The first mother to arrive at my office last Tuesday brought me a copy of the latestNew York Times article regarding ADHD. She said she was both hurt and angry, as the newspaper heavily suggested that most ADHD results from problems with the educational system. She added, “It took me a while to accept ADHD is real (considering what everyone says about it), and if I had seen this article a few months ago, it would have made me doubt myself again.” After reading the Times, she felt she might have skipped getting her son evaluated for ADHD, instead blaming herself and the school system for his academic difficulties.
Meanwhile, her son is thriving this year after diagnosis. “It makes me sad to think of all the parents who might be misled by the article. It seems so reasonable on the surface,” she said. Since October was National ADHD Awareness Month, I thought I’d respond online to this common experience for parents and individuals living with ADHD.
ADHD is a medical disorder, not caused by parents or by our increasingly busy modern world. The genetic influence of ADHD has been shown close to that of height: If two tall people with ADHD put their child up for adoption, he (or she) will likely grow up to be tall and have ADHD. Suggesting otherwise alienates people who either have ADHD or are deciding about seeking help.
ADHD does not affect only attention but a part of the brain responsible for self-regulation and management as a whole. Individuals with ADHD may struggle at home, at school and in social relationships. Studies have linked ADHD to car accidents, obesity, sleep problems, and many other daily struggles. Parents of children with ADHD report higher stress levels, anxiety, depression, and marital problems.The cost of treating other medical conditions (such as asthma or diabetes) dramatically rises when an individual has ADHD, making it a public-health concern that we address it well.
Doubt about ADHD continues in spite of accumulating evidence about its medical basis. So much in print and online fans flames of distrust around global problems such as misdiagnosis and medication misuse. In reality, we have to separate the needs of individuals who have ADHD from societal concerns about people without ADHD ending up diagnosed or abusing prescription medications.

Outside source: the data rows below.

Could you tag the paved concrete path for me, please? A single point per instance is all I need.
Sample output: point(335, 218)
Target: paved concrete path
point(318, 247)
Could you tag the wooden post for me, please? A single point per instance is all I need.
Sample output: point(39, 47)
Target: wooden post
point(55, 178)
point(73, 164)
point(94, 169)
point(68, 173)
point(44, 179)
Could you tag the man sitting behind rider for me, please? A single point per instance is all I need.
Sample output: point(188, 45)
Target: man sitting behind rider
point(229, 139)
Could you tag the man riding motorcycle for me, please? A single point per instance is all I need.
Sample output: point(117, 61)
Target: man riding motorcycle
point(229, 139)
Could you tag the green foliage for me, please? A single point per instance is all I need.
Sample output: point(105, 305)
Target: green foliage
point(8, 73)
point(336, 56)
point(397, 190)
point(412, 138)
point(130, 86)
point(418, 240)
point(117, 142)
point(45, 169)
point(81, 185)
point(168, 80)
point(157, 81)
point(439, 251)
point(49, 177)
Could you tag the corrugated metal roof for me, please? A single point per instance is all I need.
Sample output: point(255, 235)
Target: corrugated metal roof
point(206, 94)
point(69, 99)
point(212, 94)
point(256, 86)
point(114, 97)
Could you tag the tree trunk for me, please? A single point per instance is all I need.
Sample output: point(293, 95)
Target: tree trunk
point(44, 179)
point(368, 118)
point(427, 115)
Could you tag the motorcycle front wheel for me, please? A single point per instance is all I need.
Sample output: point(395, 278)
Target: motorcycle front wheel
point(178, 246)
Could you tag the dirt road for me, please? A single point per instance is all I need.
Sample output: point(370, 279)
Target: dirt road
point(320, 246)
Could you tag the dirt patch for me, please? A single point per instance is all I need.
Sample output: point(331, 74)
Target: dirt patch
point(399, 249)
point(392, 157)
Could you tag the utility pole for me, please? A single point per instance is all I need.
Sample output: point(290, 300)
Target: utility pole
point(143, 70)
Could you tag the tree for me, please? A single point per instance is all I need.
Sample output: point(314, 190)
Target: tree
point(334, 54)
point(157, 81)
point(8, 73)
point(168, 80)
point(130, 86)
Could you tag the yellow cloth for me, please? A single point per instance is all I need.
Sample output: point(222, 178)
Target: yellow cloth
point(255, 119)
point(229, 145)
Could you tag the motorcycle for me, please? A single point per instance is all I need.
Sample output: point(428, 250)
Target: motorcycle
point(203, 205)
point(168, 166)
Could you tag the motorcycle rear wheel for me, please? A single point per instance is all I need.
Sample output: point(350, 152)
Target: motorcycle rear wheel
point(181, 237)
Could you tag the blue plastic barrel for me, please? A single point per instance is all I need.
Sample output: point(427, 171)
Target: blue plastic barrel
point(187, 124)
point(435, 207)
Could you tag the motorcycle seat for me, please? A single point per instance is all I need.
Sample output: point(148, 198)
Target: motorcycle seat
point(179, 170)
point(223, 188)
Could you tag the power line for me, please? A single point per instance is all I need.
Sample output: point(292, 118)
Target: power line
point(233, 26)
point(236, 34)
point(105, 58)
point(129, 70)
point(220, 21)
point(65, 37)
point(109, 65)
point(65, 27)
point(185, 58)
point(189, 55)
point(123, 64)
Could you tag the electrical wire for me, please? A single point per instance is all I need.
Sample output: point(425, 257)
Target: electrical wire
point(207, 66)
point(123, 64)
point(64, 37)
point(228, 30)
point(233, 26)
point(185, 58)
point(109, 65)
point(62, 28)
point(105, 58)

First , there is a difference between diagnostic rate and the actual occurrence of any disorder. Worldwide studies have shown that the actual rate of ADHD is around 4 to 8 percent. If somewhere the rate is far lower, ADHD is probably under-diagnosed. Anywhere the rate is significantly higher suggests misdiagnosis is rampant and needs addressing… but that doesn’t change the fact that around 1 in 15 children actually have ADHD and would benefit from compassionate, objective care.
As for medication, no single intervention changes everything, so strong ADHD management typically draws from a wide range of supports. Parent training, behavioral therapy, educational interventions, discussion of better sleep habits, exercise, the practice of mindfulness and many other options all have potential roles. However, nothing studied to date changes core symptoms of ADHD (such as poor focus or impulsivity) more effectively than medication, another frequently biased area of public discussion.
Personally, I’m neither for nor against medication. Clearly, it is always best not to prescribe a medication when it can be avoided for anything. I also feel people should know the basics before making any decisions: Medications require meticulous adjusting over time to get right and they do not work for everyone, but used appropriately they can be hugely beneficial and without side effects. The fact that medication can be abused by people without ADHD must be addressed but should not affect decision making for an individual who actually has ADHD.
For the benefit of everyone, we need to balance discussion about the impact of ADHD (which is real) from separate concerns about over-diagnosis or medication abuse (which are also real). People end up doubting themselves (“This is all my fault!”) and their family members (“They just have to work harder!”) and miss out on opportunities to change a lifelong path through intervention. Instead of sowing seeds of doubt and pointing fingers of blame, individuals with ADHD need compassionate and open-minded support along with ongoing discussion about how to further progress in this complex field.